Num país desigual, com um interior sem pessoas, com matas e campos agrícolas votados ao abandono, resultado de ausência de políticas para promover o desenvolvimento rural sustentado, de pouco ou nada vale o país gastar todos os anos milhões de euros nos dispositivos de combate aos incêndios. É um combate inglório, que interessa apenas a determinados grupos económicos que ganham muito dinheiro com o flagelo dos incêndios.
Nos últimos meses, em atividades de lazer e de trabalho, percorri vários concelhos de Trás-os-Montes e Alentejo.
Dói a alma constatar, apesar de tudo, sem surpresa, que as terras vão perdendo as poucas pessoas que ainda restam.
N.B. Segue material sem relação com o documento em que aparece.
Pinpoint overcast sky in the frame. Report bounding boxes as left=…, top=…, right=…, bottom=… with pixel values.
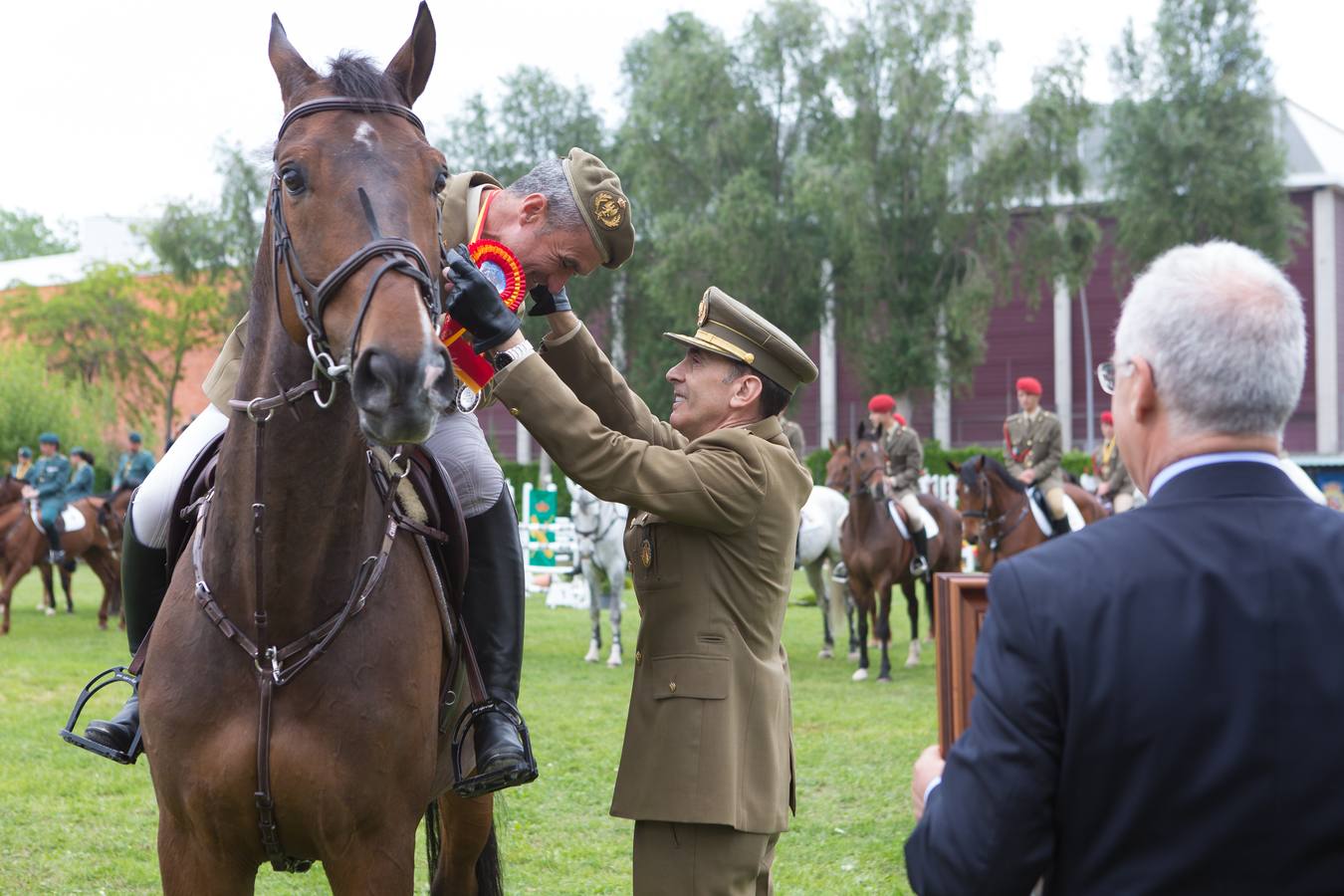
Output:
left=0, top=0, right=1344, bottom=231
Aldeias vazias, quase fantasmagóricas, cidades, outrora florescentes, agora quase moribundas, sangrando a cada dia, até à agonia final, quiçá.
Com a crise dos últimos anos, ao fluxo migratório para o litoral das décadas de centralismo bacoco de quem governa partir dos finos gabinetes, juntou-se entretanto a debandada para destinos além-fronteiras.
São centenas todos os meses que partem, tristes, curvados ante o cenário que fez mergulhar milhares de portugueses num mar de falta de infortúnios.
Como uma mãe que não consegue gerar leite para alimentar os filhos, temos hoje um país paupérrimo, com um tecido económico fragilizado, que não alimenta gerações inteiras, as tais que, sem esperança no país que as viu nascer há 20, 30 ou 40 anos, emigram, fugindo de uma espiral depressiva, do incêndio que varre o país.